I called a law office once, and said Hello-Yes-I’d-like-to-draft-my-last-will-and-testament. I want the third floor of my dollhouse to go to my mother and the second floor to my father and the first to my brother because it has a couch and a fireplace and Martin Scorsese’s mother’s painting with one dog looking over here and the other over there from the movie “Goodfellas.” I think it might just be better than a Hopper. I want my National Geographics to go to the Library of Congress. I want a bench in my honor at the National Gallery of Art in front of Gordon Parks’ “Trapped in an abandoned building by a rival gang on street, Red Jackson ponders his next move, 1948” because it makes me feel something and I don’t care if it’s not on view. ASK them to put it on view and they’ll say YES SIR RIGHT AWAY because they can’t deny a dead woman.
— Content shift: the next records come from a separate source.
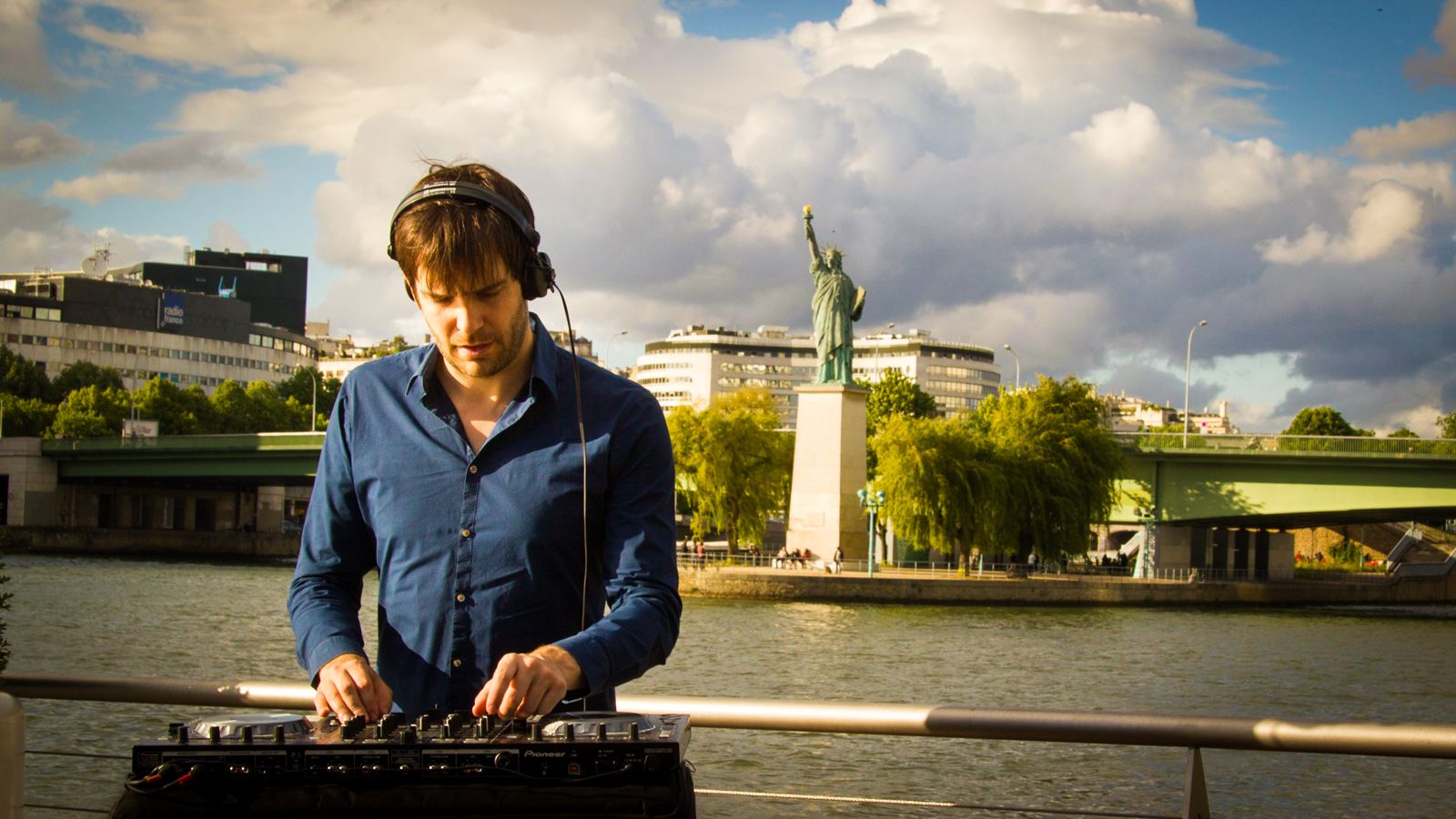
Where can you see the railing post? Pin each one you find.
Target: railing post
(1196, 792)
(12, 756)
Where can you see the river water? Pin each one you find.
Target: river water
(228, 622)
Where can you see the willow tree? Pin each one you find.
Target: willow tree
(734, 462)
(1060, 464)
(941, 482)
(1026, 472)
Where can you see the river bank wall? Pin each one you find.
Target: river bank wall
(149, 542)
(1057, 589)
(810, 586)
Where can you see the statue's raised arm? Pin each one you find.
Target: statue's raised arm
(808, 234)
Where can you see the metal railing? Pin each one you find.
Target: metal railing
(1264, 443)
(1429, 741)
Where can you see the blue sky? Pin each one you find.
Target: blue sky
(1082, 179)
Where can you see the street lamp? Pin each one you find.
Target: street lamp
(871, 500)
(1149, 519)
(1188, 378)
(313, 405)
(1018, 363)
(606, 354)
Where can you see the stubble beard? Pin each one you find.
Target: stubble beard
(501, 354)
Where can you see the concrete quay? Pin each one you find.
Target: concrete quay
(946, 588)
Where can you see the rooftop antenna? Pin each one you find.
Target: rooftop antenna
(96, 264)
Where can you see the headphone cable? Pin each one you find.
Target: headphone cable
(581, 430)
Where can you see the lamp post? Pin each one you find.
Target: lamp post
(1149, 519)
(1018, 363)
(871, 500)
(606, 354)
(1188, 378)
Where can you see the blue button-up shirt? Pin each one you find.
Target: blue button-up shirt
(482, 552)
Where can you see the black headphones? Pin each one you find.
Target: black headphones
(536, 280)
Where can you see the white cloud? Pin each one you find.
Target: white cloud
(1390, 215)
(1121, 136)
(29, 142)
(24, 63)
(1405, 137)
(1082, 178)
(159, 169)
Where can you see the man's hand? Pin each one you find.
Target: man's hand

I only used to worry about my last will and testament and what I leave behind and my legacy because there exists a difference between solitude and loneliness. To be lonely is to live in fear of fear, in fear of grief, in fear of life itself. To be only as good as your mind, only as good as your wit, only as good as your work, only as good as what you have to give. Can you make them laugh today? Can you make them feel something today? And people cut you in line, tell you that they didn’t see you again and again and again, cut you off when you speak and talk louder and louder and louder until you’ve got THEIR spit in your face and in the corner of your eye and it’s okay because maybe they’re having a bad week or a bad month or a bad year and they’re going through a rough patch and it’s really not their fault that they treat your words like they taste different from everyone else’s. And how to reckon and reconcile after the fact? How to move onwards and how to claw your way out of a Hopper and how to live and how to learn and how to love and how to be once you’ve finally found your way out? But perhaps maybe, more than anything else, to move onwards, to restitute, is to first forgive yourself.